I find it hard to reconcile the incredible generousity of making this material available for free on the internet with the cringeworthiness of Andy Pavlo's style. I love the material but the "6th form humour" is really off-putting and he doesn't need it.
Nobody needs anything. You didn't need to write your comment. And neither did I have to write this one. That's terrible criteria to judge anything, if it even means anything sensible at all.
I have to agree with the parent poster: the skits do take away from the content. I'm grateful the author was so generous to share his knowledge with the world, but the skits are distracting and off-putting.
Ha! It really comes down to personal preferences. Distinctive style of presenting material is what really makes a lecture engaging to me. Also, as a selection filter given the abundance of content online.
Personally, I enjoy the material on databases—but if I’m being honest, the main reason I watch the first lecture is to find out what sort of trouble Andy Pavlo has gotten into.
Andy’s gags are a tiny, tiny fraction of the material. Like, ~5min out of 10+ hours of lectures in a given class. They’re really easy to skip over if you don’t like them.
I've watched some of these and the material and teacher are awesome. Two questions come to mind:
1. A ton of effort seems to be spent on making things run in parallel, but that introduces quite a bit of overhead too, so how well does a sequential baseline actually perform? By sequential baseline I mean a single thread that just executes all incoming transactions one by one in sequence.
2. This course seems to spend a lot of time on things that the teacher says are things you shouldn't do anyway. For instance there is an entire lecture on skip lists and Bw-trees, and at the end the teacher mentions that these are terrible.
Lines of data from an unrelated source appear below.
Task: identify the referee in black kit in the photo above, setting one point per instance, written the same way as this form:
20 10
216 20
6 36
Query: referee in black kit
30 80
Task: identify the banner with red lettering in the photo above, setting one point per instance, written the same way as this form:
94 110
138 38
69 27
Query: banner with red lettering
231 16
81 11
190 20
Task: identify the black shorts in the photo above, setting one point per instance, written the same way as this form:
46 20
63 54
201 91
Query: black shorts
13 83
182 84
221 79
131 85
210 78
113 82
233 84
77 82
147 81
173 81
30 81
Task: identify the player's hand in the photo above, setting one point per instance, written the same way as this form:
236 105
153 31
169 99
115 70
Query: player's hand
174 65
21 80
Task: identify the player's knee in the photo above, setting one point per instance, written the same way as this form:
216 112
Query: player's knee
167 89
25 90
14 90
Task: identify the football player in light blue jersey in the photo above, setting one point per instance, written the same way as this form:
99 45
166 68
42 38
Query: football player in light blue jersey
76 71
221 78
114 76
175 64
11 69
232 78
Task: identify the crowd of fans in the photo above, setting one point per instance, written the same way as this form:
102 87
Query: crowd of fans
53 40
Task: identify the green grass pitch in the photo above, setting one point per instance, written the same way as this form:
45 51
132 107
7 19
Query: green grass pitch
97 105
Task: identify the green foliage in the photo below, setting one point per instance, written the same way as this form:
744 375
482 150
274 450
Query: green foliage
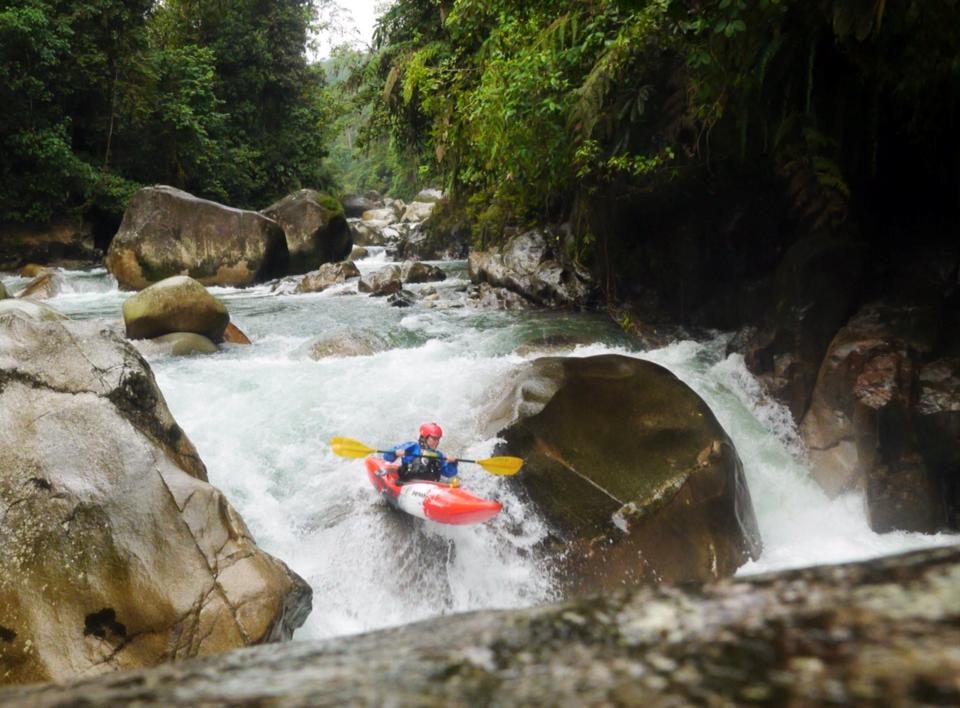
526 110
100 96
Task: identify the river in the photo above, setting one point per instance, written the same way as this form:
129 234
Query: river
261 417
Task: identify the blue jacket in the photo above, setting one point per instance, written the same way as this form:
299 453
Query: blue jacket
408 452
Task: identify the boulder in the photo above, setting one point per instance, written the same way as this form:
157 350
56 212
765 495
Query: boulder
445 235
815 292
880 418
177 304
46 285
344 344
167 232
186 343
634 472
30 310
64 241
417 211
428 196
419 272
488 297
367 233
328 274
233 335
385 281
315 227
385 215
116 551
355 204
882 632
402 298
33 270
529 264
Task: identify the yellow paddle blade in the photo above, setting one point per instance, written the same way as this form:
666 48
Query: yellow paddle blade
347 447
501 465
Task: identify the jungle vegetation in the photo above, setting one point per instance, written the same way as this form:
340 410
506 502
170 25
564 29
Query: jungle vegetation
532 111
98 97
524 111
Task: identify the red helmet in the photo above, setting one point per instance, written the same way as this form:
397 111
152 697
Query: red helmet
430 430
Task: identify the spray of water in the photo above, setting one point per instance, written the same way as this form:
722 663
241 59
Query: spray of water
261 417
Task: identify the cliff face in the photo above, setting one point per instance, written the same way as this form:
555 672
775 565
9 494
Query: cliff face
884 631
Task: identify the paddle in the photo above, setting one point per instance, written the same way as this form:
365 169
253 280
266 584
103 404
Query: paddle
347 447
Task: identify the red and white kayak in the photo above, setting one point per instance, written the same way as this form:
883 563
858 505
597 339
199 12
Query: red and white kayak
436 501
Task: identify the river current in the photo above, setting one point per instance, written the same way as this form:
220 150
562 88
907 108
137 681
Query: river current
261 417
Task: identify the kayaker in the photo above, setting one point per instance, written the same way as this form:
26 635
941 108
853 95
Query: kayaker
422 459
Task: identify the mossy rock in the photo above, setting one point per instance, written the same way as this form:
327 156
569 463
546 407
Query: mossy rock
177 304
633 471
187 343
29 310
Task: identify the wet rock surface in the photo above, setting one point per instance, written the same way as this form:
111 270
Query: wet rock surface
634 472
177 304
531 265
166 232
116 553
884 420
883 632
315 227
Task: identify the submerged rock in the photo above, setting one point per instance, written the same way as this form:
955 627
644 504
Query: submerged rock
45 285
883 632
116 553
418 272
328 274
529 264
385 281
234 335
177 304
186 343
344 344
30 310
633 471
166 231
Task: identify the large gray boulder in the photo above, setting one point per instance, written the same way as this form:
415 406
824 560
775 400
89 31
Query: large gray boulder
328 274
46 285
385 281
633 471
530 264
355 204
116 553
315 227
177 304
166 232
30 310
883 632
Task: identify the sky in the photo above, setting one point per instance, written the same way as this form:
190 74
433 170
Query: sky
355 18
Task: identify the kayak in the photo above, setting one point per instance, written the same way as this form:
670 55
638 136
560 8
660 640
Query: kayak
437 501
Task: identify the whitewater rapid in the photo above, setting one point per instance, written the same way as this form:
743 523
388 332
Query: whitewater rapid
261 417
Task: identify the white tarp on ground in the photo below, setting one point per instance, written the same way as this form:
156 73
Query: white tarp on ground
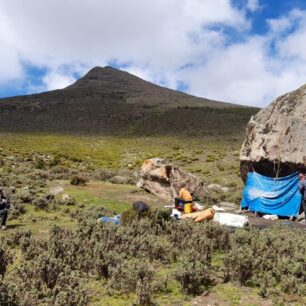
230 219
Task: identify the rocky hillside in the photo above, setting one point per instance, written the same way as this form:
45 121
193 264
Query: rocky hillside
107 101
276 140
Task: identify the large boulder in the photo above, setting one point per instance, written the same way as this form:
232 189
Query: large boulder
166 180
275 144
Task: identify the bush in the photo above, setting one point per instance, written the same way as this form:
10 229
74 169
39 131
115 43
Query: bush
78 180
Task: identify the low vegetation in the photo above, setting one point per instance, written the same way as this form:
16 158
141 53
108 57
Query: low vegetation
56 253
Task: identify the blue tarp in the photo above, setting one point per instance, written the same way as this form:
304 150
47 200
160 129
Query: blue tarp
267 195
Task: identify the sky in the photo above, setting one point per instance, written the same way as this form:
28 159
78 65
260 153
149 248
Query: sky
241 51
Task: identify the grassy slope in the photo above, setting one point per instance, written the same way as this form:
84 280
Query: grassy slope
214 159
This is interesting from a historical perspective, but not only does this take a lot of time, I also lose track of which things you should and which things you shouldn't do. It'd be interesting to have a compressed course that spends less time on things you should not do, perhaps by adding annotations to the video to skip sections that are about things you should not do.
A ton of effort seems to be spent on making things run in parallel, but that introduces quite a bit of overhead too, so how well does a sequential baseline actually perform? By sequential baseline I mean a single thread that just executes all incoming transactions one by one in sequence.
You should check out the H-Store research project[1] and its commercial successor VoltDB. They’re basically a study in how much you can win with a federation of single-threaded database systems.
I've implemented an even simpler solution for my Open Source Data Store (https://sirix.io) in that each page stores a number of references, which are itself lightweight pointer objects (in Java) and it simply stores an in-memory reference as well as a pointer to the location to fetch it from disk/a flash drive. If the buffer manager has these Objects as keys on eviction we can simply null the reference to the in-memory page instance.